Classroom space is well defined according to purpose. Each classroom is made suited to the needs of the children. The use of bright coloured decor with images of cartoons or posters are in one space while some areas are calm and peaceful. There are no school desks like you will find in a traditional classroom setting. The rooms are well organized, neat and sanitized.

Why is being free important?

Montessori is not religion. It is a learning approach essentially modeled to shape human beings as changes occur over the course of their life. Dr. Maria Montessori believes that if a child is exposed to a free, nurturing environment within limits, without being shun but offered guidance, he does things by himself and in the process, learn with long-lasting advantages.

“Character is not an item of knowledge which can be taught through learning or imitation. It is a conquest made during life through personal exercise and through personal experience.” (Montessori, A New World and Education)

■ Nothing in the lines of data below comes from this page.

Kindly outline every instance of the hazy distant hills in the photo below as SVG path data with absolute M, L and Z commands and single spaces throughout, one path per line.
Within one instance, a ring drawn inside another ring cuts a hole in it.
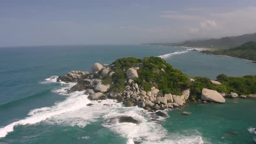
M 228 49 L 220 49 L 213 51 L 203 50 L 202 53 L 216 55 L 226 55 L 256 61 L 256 43 L 253 41 Z
M 186 41 L 181 43 L 150 43 L 143 44 L 164 46 L 184 46 L 201 47 L 214 49 L 227 49 L 241 45 L 249 41 L 256 41 L 256 33 L 246 34 L 239 36 L 226 36 L 220 39 L 205 39 Z

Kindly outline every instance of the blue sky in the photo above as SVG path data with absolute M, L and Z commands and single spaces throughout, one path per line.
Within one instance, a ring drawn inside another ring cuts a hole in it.
M 0 46 L 175 42 L 256 32 L 256 0 L 0 0 Z

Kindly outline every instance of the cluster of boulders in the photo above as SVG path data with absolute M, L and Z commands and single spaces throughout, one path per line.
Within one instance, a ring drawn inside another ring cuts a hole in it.
M 125 82 L 125 90 L 122 92 L 111 91 L 110 84 L 104 83 L 100 79 L 106 75 L 112 77 L 115 73 L 111 68 L 114 65 L 107 65 L 103 67 L 98 63 L 95 63 L 91 67 L 92 72 L 72 71 L 66 75 L 60 76 L 58 82 L 77 82 L 77 84 L 70 89 L 66 89 L 67 92 L 85 90 L 85 94 L 89 95 L 88 98 L 91 100 L 106 99 L 107 98 L 117 99 L 122 102 L 126 107 L 138 105 L 145 109 L 155 110 L 163 110 L 165 108 L 180 108 L 185 105 L 190 95 L 189 89 L 182 92 L 182 95 L 176 95 L 171 93 L 162 95 L 159 93 L 159 90 L 155 86 L 151 91 L 146 92 L 142 87 L 135 82 L 134 80 L 139 77 L 137 71 L 140 69 L 141 64 L 138 63 L 136 67 L 128 69 L 126 71 L 127 80 Z M 190 79 L 191 82 L 194 80 Z M 213 84 L 220 85 L 221 83 L 216 81 L 211 80 Z M 202 90 L 201 99 L 205 102 L 207 101 L 225 103 L 224 97 L 236 98 L 238 95 L 231 92 L 229 95 L 220 93 L 216 91 L 203 88 Z M 246 98 L 244 95 L 240 95 Z

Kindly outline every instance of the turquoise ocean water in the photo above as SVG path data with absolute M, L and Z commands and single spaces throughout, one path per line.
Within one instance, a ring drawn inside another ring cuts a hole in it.
M 140 108 L 123 107 L 112 100 L 91 102 L 82 92 L 65 95 L 64 89 L 74 84 L 51 79 L 129 56 L 161 56 L 190 76 L 214 79 L 220 73 L 256 74 L 255 63 L 198 53 L 146 45 L 0 48 L 0 144 L 254 144 L 253 98 L 226 99 L 224 104 L 188 103 L 181 111 L 165 111 L 168 117 L 158 122 Z M 93 106 L 86 106 L 92 102 Z M 183 111 L 191 114 L 181 115 Z M 140 124 L 105 122 L 120 115 L 131 115 Z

Can a Montessori program be international and  Japanese?

Yes.  A Montessori curriculum can have cultural elements fused with math, science, language, art and music while teaching a child to respect every culture preparing him to be a caring, engaged global citizen.

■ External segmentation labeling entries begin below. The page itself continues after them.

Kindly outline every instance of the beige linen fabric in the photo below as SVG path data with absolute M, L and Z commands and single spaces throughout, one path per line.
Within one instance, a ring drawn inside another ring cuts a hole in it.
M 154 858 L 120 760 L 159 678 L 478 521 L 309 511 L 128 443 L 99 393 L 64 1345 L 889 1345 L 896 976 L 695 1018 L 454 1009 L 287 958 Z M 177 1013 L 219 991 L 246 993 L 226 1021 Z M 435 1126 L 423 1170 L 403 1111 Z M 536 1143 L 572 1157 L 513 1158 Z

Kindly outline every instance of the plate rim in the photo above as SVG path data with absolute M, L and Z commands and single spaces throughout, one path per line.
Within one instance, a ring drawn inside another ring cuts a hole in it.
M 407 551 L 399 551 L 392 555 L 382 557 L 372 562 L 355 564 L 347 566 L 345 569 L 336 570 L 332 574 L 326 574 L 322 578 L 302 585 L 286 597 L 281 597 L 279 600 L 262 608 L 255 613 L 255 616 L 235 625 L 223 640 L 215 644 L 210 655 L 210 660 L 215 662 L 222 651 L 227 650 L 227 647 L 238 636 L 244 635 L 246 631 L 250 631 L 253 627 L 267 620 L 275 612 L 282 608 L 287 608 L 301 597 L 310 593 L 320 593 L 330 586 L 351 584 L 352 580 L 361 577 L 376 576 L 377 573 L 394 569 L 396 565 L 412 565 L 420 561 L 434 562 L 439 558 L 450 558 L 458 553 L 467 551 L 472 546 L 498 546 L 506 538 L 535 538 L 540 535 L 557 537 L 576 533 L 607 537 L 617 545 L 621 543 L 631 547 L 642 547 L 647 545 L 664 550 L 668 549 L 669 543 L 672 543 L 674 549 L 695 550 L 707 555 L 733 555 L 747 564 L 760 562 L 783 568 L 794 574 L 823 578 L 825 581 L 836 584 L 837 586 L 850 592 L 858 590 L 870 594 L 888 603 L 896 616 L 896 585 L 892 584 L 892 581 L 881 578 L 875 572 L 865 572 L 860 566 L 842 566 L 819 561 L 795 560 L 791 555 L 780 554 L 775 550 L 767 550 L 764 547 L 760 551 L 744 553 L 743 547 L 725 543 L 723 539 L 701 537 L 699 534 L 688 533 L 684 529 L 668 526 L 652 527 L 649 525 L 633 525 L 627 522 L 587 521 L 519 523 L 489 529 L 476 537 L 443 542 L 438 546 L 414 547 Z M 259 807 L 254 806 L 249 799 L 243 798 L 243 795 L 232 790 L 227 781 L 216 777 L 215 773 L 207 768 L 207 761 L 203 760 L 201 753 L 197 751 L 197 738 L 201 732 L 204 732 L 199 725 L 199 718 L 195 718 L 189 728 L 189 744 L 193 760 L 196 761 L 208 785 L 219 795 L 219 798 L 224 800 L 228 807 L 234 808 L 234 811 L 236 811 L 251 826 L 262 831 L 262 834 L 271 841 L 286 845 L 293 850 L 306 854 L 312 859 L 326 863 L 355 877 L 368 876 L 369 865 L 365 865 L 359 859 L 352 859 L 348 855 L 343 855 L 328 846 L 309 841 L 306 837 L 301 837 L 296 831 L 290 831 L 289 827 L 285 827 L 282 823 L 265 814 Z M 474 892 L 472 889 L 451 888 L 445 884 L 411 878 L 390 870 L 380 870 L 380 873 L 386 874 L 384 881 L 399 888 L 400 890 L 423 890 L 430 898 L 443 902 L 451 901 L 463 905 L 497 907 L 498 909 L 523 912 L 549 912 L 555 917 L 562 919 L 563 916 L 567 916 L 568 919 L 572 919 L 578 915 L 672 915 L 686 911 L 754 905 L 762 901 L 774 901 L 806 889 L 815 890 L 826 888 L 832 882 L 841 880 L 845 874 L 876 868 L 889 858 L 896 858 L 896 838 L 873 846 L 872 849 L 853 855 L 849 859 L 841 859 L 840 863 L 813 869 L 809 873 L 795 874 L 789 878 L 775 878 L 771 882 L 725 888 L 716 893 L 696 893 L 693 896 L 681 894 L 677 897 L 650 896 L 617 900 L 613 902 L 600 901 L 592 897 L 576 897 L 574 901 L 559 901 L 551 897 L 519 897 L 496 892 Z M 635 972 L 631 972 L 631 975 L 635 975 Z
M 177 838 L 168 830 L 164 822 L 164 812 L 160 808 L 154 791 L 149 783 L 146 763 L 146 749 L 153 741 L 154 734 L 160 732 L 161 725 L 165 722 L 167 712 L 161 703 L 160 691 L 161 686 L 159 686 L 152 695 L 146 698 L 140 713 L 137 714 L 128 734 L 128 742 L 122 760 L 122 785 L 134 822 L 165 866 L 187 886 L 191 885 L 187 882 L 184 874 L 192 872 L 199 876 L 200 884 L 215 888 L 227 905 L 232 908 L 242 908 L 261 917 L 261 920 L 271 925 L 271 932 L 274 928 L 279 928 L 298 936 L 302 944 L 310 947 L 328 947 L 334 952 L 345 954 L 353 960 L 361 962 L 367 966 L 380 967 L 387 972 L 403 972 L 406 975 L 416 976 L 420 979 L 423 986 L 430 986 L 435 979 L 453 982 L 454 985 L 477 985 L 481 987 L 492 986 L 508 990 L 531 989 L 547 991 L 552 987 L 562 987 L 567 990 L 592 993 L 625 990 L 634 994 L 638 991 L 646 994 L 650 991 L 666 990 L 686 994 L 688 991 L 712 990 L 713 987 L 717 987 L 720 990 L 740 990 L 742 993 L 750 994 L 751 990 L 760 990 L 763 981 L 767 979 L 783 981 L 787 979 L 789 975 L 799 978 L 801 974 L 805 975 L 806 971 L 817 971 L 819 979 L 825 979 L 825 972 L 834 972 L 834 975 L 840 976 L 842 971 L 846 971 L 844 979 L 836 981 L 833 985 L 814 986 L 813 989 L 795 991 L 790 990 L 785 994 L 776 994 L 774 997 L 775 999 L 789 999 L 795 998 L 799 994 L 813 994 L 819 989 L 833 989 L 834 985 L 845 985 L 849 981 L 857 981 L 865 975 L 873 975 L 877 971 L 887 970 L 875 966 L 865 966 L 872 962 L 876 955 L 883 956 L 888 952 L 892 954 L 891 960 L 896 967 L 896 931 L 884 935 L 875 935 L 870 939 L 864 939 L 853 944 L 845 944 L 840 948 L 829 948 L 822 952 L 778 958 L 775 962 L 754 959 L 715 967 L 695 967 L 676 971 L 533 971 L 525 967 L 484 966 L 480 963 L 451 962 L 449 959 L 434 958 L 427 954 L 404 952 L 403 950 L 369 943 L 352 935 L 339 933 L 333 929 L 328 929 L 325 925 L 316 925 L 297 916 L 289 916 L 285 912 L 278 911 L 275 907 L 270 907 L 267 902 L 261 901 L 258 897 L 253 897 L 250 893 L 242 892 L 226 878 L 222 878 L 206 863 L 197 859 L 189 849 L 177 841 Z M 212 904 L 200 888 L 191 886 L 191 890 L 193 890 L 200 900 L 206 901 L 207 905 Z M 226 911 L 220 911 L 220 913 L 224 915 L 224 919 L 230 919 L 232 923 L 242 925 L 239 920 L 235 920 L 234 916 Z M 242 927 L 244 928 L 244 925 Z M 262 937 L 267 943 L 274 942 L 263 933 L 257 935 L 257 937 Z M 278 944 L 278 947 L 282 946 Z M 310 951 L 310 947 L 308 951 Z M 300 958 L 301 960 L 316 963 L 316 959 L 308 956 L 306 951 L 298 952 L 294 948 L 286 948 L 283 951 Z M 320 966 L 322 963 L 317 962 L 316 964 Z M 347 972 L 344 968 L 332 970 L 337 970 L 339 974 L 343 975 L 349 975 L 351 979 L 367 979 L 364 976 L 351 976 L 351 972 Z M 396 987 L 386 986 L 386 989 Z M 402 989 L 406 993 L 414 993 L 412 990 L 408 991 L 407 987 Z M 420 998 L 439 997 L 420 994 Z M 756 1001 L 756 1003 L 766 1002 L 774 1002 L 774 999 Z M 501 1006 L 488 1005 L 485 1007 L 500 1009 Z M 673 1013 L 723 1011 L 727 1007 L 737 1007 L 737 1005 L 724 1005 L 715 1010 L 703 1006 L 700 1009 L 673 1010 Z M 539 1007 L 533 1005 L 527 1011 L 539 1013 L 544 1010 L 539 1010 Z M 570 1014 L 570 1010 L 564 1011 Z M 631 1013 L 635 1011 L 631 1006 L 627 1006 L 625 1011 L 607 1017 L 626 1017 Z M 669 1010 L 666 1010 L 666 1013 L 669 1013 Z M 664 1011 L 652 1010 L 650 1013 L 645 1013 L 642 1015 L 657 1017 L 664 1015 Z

Here are 5 Montessori facts all parents should know

1. The Montessori trademark was never patented because Maria Montessori never did it for money.
In the United States and elsewhere, a school can use the term “Montessori” freely without complying with the original Montessori method.  So to understand the difference between a ‘fake’ Montessori and the ‘real’ thing, it is best  to  know the whole Montessori package.
2. According to The Journal of Research in Childhood Education, 3-11-year-old Montessori students had higher scores than control groups on mathematics and science.
3. Montessori schools are not franchised, thus, they are usually small, having no more than 100 students. They are individually owned for profit while some are not.
4. Montessori materials are sensorial and exclusively designed to stimulate the five senses. Other materials available are for learning and discovery.  Only in upper school level can materials be developed by teachers. 5. Not everyone can call themselves Montessori Teachers. A true Montessori teacher has been fully trained and is experienced in Montessori principles, concepts and methods. Ask for credentials when you are shopping for a school for your child.